There's something perverse about a government $15.5 trillion in the red espousing a strategy to "save money" by discouraging the birth of human beings. That's what Secretary of Health and Human Services Kathleen Sebelius is advocating through the implementation of President Obama's contraception mandate.
Earlier this month, Mrs. Sebelius told a House panel probing the president's fiscal 2013 budget that the mandate won't impose a financial burden on employers and insurance companies because the cost of contraceptives and sterilizations will be balanced by lower medical costs from fewer births: "The reduction in the number of pregnancies compensates for the cost of contraception," she told the House Energy and Commerce Subcommittee on Health.
"So you are saying, by not having babies born, we are going to save money on health care?" asked an incredulous Rep. Tim Murphy, Pennsylvania Republican. "Providing contraception is a critical preventive health benefit for women and for their children," replied Mrs.
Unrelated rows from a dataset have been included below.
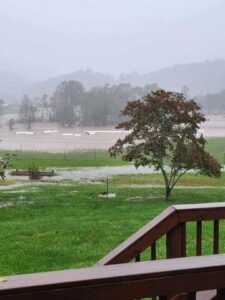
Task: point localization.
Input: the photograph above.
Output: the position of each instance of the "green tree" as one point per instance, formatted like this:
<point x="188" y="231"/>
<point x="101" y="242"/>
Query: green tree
<point x="66" y="100"/>
<point x="27" y="111"/>
<point x="163" y="134"/>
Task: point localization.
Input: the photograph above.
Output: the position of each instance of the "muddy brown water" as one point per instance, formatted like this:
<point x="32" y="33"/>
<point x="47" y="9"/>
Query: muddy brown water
<point x="61" y="139"/>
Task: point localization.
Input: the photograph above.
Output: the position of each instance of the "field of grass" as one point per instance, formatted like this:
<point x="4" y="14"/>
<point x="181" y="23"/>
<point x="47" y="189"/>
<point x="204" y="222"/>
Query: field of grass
<point x="53" y="227"/>
<point x="58" y="227"/>
<point x="89" y="158"/>
<point x="82" y="158"/>
<point x="154" y="179"/>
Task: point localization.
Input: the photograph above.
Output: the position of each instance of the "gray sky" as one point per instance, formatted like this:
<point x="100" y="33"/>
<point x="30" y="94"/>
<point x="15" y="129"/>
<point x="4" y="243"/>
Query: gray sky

Sebelius, retreating behind policy boilerplate. "Not having babies born is a critical benefit?" asked Mr. Murphy. "This is absolutely amazing to me."
The secretary's testimony reveals a diabolical view of the mission of Health and Human Services. For the agency, a human being now represents little more than a debit entry on a balance sheet. In other words, the fewer, the better. Accordingly, Uncle Sam recommends insurers achieve savings by preventing babies from being born and winding up in the expense column.
The Obama administration has a plan to save money at the end of life as well: Obamacare, the president's venture into socialized medicine, has established an Independent Payment Advisory Board, which is empowered to ration expenses paid by Medicare for the health care costs of elderly Americans. Inevitably, efficiencies will come from denial of treatment. For the very ill, that could spell death.
Obama health policy reveals its roots in secular humanism, a philosophy based on reason alone that rejects the existence of the spiritual. With this mindset, it's easy to view human beings as commodities with a price tag. That perspective stands in stark contrast to religious tradition familiar to Americans, which contends that individuals are fashioned in the image of the divine. People are, the Founders believed, "endowed by their Creator with certain unalienable rights." When human beings are commoditized, then birth is no longer a miracle of life but akin to a date of manufacture. Death resembles an expiration date, and both are viewed as events to be managed.
It's no wonder that religious organizations are up in arms over the Obama contraception mandate. The Catholic Church in particular considers contraception alien to a fundamental understanding of the sanctity of life. Enforcement of the rule against church institutions would be a clear violation of their First Amendment right to free exercise of religion.
If Kathleen Sebelius sees her job as saving money by discouraging life, then she needs a new title: secretary of health and human prevention.